Photo illustrative: Archives de Radio Prague
La Tchécoslovaquie appartient au camp des vainqueurs, avec la Pologne et la Yougoslavie. Pendant la guerre, le pays est devenu un Protectorat allemand, tandis qu’un gouvernement en exil à Londres assurait la continuité de la République et participait aux combats aux côtés des Alliés.

Ce statut diffère de celui des quatre pays vaincus (Hongrie, Roumanie, Finlande et Bulgarie) dont les Etats se sont constitués en tant qu’Alliés du Reich et sont, à ce titre, considérés comme ennemis. Et sur le terrain, la différence de traitement par les armées soviétiques fait la différence. A Prague, on ne compte pas tous ces viols, crimes et pillages que subissent Budapest ou Bucarest lors de l’arrivée des troupes russes ! Ces pays avaient en effet, Bulgarie exceptée, participé à l’attaque contre la Russie en juin 1941.
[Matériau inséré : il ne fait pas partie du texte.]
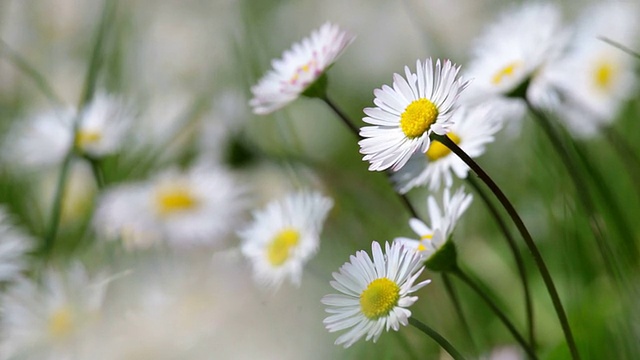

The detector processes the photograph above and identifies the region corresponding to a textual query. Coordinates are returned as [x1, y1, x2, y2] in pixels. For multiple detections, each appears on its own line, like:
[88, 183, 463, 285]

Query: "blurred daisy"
[0, 265, 106, 360]
[359, 59, 468, 171]
[94, 165, 244, 248]
[322, 241, 431, 348]
[546, 2, 640, 138]
[394, 188, 473, 260]
[238, 192, 333, 288]
[0, 206, 35, 284]
[75, 93, 133, 157]
[392, 103, 502, 194]
[249, 23, 355, 114]
[465, 3, 566, 101]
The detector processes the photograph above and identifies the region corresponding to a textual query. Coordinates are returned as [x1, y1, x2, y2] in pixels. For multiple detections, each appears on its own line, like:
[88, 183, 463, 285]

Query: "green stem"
[434, 135, 580, 360]
[451, 267, 538, 359]
[409, 317, 464, 360]
[467, 176, 535, 347]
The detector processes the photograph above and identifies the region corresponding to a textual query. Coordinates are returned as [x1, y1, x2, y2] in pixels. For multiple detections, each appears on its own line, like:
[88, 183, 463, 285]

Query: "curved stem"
[467, 176, 535, 348]
[451, 267, 538, 359]
[409, 317, 464, 360]
[434, 135, 580, 360]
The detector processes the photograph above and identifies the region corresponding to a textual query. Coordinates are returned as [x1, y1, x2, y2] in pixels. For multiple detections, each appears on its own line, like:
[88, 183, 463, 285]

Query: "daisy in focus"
[358, 59, 469, 171]
[322, 241, 431, 348]
[249, 23, 355, 115]
[547, 2, 640, 138]
[391, 103, 503, 194]
[0, 265, 106, 360]
[394, 188, 473, 261]
[465, 3, 566, 101]
[238, 192, 333, 288]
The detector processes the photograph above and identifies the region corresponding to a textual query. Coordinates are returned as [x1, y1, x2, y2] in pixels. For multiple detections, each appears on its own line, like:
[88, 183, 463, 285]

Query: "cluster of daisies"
[250, 2, 640, 347]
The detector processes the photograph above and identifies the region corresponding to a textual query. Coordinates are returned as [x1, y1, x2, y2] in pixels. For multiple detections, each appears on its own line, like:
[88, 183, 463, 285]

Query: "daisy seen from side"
[238, 191, 333, 288]
[249, 22, 355, 115]
[322, 241, 431, 348]
[358, 59, 469, 171]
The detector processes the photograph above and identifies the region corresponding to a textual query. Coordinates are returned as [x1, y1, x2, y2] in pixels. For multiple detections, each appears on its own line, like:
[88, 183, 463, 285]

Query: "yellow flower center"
[426, 132, 460, 161]
[491, 61, 522, 85]
[75, 130, 102, 149]
[360, 278, 400, 320]
[267, 228, 300, 266]
[156, 186, 198, 216]
[48, 306, 74, 339]
[400, 98, 438, 139]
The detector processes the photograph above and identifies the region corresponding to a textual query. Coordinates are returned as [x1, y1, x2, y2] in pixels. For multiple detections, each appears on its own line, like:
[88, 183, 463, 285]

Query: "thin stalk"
[467, 176, 535, 348]
[409, 317, 464, 360]
[442, 272, 478, 353]
[434, 135, 580, 360]
[320, 95, 419, 218]
[451, 267, 538, 359]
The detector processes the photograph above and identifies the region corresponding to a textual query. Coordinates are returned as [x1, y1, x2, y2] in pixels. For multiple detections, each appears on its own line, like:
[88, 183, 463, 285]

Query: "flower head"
[359, 59, 468, 171]
[322, 241, 430, 347]
[394, 188, 473, 260]
[249, 23, 355, 115]
[239, 192, 333, 287]
[392, 103, 502, 194]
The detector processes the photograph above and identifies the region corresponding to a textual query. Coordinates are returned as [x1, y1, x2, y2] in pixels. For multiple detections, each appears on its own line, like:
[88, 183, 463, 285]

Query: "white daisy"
[359, 59, 468, 171]
[75, 93, 133, 157]
[322, 241, 431, 348]
[546, 2, 640, 138]
[465, 3, 566, 101]
[0, 206, 35, 284]
[94, 165, 244, 248]
[394, 188, 473, 260]
[249, 23, 355, 114]
[238, 192, 333, 288]
[392, 103, 503, 194]
[0, 265, 106, 360]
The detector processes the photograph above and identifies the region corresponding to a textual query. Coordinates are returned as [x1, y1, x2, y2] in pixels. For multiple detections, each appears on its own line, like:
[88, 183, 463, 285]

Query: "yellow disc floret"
[267, 228, 300, 266]
[426, 132, 460, 161]
[360, 278, 400, 320]
[400, 98, 438, 139]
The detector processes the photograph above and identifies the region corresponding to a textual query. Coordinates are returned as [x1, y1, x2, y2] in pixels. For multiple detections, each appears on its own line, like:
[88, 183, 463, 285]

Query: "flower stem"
[319, 94, 419, 218]
[467, 176, 535, 347]
[409, 317, 464, 360]
[451, 267, 538, 359]
[434, 134, 580, 360]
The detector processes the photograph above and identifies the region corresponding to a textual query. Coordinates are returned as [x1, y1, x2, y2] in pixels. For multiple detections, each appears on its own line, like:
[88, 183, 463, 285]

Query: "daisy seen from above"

Lorsque les troupes soviétiques pénétrent en Slovaquie, on peut s’attendre à ce que la population subisse le même sort que celui des Hongrois. Après tout, la Slovaquie fut également un Etat allié de l’Allemagne, avec Monseigneur Tiso à sa tête. Mais les autorités russes considèrent que l’ensemble du territoire tchécoslovaque relève du gouvernement Beneš et représente à ce titre un Allié. Ce statut vaudra notamment au pays d’être épargné par les lourdes réparations économiques imposées aux vaincus.

Staline
A long terme pourtant, les différences s’estomperont : la Tchécoslovaquie connaîtra, dès les années cinquante, le même régime que ses voisins du bloc : absence de démocratie, planification économique et priorité à l’industrie lourde.

Ce que l’on sait moins, c’est que le Coup de Prague aura des conséquences importantes sur l’accéleration et la cristallisation de la guerre froide. Il suit, en effet, de peu le blocus de Berlin par les Russes. Pour les Occidentaux, la question surgit : après Berlin et Prague, Staline va-t-il s’emparer de l’Europe occidentale par un système de dominos ? On sait aujourd’hui qu’il n’en était pas question. Ainsi Staline freinait-il les ardeurs du PCF à prendre le pouvoir dans la France d’après-guerre et ce quand tout était encore possible.

Après le Coup de Prague, Américains et Britanniques décident d’accélerer, dans leur zone d’occupation, une Allemagne de l’ouest politiquement et économiquement forte. En mai 1949, la création de la République fédérale d‘Allemagne, suivie bientôt par celle de la République démocratique allemande, à l’Est, consacre officiellement la division de l’Allemagne. Le Coup de Prague a hâté une évolution inéluctable.